I also cannot run the tests, "make check" fail very early with:
SRCDIR=. LAYOUT=partitions ../../run --test ./make-fedora-img.pl
Can't locate Sys/Guestfs.pm in @INC (you may need to install the
Sys::Guestfs module) (@INC contains: /usr/local/lib64/perl5
/usr/local/share/perl5 /usr/lib64/perl5/vendor_perl
/usr/share/perl5/vendor_perl /usr/lib64/perl5 /usr/share/perl5) at
/home/nsoffer/src/virt-v2v/test-data/phony-guests/make-fedora-img.pl
line 27.
BEGIN failed--compilation aborted at
/home/nsoffer/src/virt-v2v/test-data/phony-guests/make-fedora-img.pl
line 27.
/home/nsoffer/src/virt-v2v/run: command failed with exit code 2
Anyway patch looks reasonable, although I didn't test it, so:
ACK
Rich.
> v2v/rhv-upload-plugin.py | 40 +++++++++++++++++++++++++++++++---------
> 1 file changed, 31 insertions(+), 9 deletions(-)
>
> diff --git a/v2v/rhv-upload-plugin.py b/v2v/rhv-upload-plugin.py
> index 75e4f404..3942ec72 100644
> --- a/v2v/rhv-upload-plugin.py
> +++ b/v2v/rhv-upload-plugin.py
> @@ -513,21 +513,43 @@ def create_transfer(connection, disk, host):
> # Get a reference to the created transfer service.

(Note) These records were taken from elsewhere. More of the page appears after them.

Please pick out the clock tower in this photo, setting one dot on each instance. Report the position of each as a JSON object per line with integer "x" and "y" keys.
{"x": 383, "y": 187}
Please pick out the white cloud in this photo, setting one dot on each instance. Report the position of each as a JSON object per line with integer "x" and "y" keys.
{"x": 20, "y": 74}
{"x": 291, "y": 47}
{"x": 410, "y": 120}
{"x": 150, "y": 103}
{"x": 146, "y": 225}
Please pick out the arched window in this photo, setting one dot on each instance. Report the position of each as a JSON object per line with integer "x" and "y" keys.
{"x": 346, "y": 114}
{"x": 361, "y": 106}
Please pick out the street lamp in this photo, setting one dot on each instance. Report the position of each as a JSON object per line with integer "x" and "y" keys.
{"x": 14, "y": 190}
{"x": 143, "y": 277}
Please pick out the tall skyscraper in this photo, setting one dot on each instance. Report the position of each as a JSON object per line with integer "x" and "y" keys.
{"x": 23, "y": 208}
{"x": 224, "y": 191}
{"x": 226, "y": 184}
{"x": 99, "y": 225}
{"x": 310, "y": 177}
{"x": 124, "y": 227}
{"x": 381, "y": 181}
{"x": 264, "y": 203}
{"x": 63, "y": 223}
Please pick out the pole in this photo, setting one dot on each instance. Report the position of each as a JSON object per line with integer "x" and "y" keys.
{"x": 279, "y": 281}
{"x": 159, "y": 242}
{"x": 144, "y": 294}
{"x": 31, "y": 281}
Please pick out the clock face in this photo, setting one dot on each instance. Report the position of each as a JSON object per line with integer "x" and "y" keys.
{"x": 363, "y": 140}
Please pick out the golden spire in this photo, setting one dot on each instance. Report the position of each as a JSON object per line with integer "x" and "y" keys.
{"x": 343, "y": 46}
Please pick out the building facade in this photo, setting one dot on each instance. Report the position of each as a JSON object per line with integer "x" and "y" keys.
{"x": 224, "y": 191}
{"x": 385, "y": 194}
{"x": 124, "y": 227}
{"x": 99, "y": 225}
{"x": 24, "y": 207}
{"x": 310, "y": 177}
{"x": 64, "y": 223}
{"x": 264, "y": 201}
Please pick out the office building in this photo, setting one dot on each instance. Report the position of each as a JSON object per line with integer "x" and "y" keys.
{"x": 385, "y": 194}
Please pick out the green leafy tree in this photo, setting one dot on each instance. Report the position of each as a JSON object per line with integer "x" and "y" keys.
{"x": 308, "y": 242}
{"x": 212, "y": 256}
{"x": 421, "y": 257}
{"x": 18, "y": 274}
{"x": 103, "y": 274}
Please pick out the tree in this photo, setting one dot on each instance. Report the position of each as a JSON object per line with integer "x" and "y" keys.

> transfer_service = transfers_service.image_transfer_service(transfer.id)
>
> - # After adding a new transfer for the disk, the transfer's status
> - # will be INITIALIZING. Wait until the init phase is over. The
> - # actual transfer can start when its status is "Transferring".
> + # Wait until transfer's phase change from INITIALIZING to TRANSFERRING. On
> + # errors transfer's phase can change to PAUSED_SYSTEM or FINISHED_FAILURE.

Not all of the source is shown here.